A physical insight into the capture and emission behavior of interface/oxide states in a GaN-based metal-oxide-semiconductor (MOS) structure is of great importance to understanding the threshold voltage (VTH) instability in GaN power transistors. A time-dependent VTH shift in Ni/Al2O3/AlGaN/GaN MOS-HFETs (heterojunction field-effect transistors) and a distribution of Al2O3/III-nitride interface states (Dit) were successfully characterized by constant-capacitance deep level transient spectroscopy.
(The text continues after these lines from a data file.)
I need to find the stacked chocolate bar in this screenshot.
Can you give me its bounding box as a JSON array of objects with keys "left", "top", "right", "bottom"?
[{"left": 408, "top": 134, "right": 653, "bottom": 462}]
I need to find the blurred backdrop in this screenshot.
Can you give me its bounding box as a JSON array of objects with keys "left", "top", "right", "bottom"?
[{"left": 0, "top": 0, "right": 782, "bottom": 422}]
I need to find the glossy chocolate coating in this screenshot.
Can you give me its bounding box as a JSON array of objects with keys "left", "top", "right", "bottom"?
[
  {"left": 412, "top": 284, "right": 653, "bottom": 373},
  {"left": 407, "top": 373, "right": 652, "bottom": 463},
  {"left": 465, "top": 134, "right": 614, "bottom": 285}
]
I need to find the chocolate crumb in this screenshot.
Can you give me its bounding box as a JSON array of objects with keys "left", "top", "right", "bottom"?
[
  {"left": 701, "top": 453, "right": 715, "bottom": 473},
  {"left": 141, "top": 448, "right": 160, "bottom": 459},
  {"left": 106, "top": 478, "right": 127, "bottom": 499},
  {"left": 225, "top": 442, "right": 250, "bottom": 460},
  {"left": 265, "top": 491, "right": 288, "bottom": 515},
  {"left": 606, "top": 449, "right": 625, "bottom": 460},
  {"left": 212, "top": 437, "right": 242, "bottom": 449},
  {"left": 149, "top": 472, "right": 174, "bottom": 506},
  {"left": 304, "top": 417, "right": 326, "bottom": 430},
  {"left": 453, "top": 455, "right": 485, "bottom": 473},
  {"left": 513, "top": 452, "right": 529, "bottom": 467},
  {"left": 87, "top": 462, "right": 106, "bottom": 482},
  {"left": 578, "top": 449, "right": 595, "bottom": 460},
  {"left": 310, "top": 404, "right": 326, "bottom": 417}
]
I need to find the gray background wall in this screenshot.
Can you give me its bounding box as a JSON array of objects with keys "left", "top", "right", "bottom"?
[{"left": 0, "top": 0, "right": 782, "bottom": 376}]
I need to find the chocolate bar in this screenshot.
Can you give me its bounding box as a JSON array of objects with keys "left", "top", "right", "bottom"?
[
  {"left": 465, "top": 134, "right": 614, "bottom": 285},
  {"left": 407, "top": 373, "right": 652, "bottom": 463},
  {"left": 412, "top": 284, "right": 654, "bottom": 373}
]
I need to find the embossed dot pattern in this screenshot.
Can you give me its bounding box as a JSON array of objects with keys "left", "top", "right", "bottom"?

It is found that in situ remote plasma pretreatments in plasma-enhanced atomic-layer-deposition could suppress Dit (EC-ET > 0.4 eV) down to below 1.3 × 1012 cm−2 eV−1. Under high applied gate bias (e.g., VG > 8 V), tunnel filling of oxide states in the Al2O3 dielectric comes into play, contributing to remarkable VTH instability in the MOS-HFETs. The tunnel distance between the 2D Electron Gas (2DEG) channel and oxide states ET,ox in the Al2O3 dielectric decreases from 3.75 to 0.82 nm as VG increases from 2 to 8 V. A further increase of VG to 11 V makes the Fermi level approach ET,ox (EC − ET ∼ 1.62 eV), which may enable direct filling. High electric field induced tunnel filling of gate oxide states could be an assignable cause for VTH instability in normally-OFF III-nitride MOS-HFETs.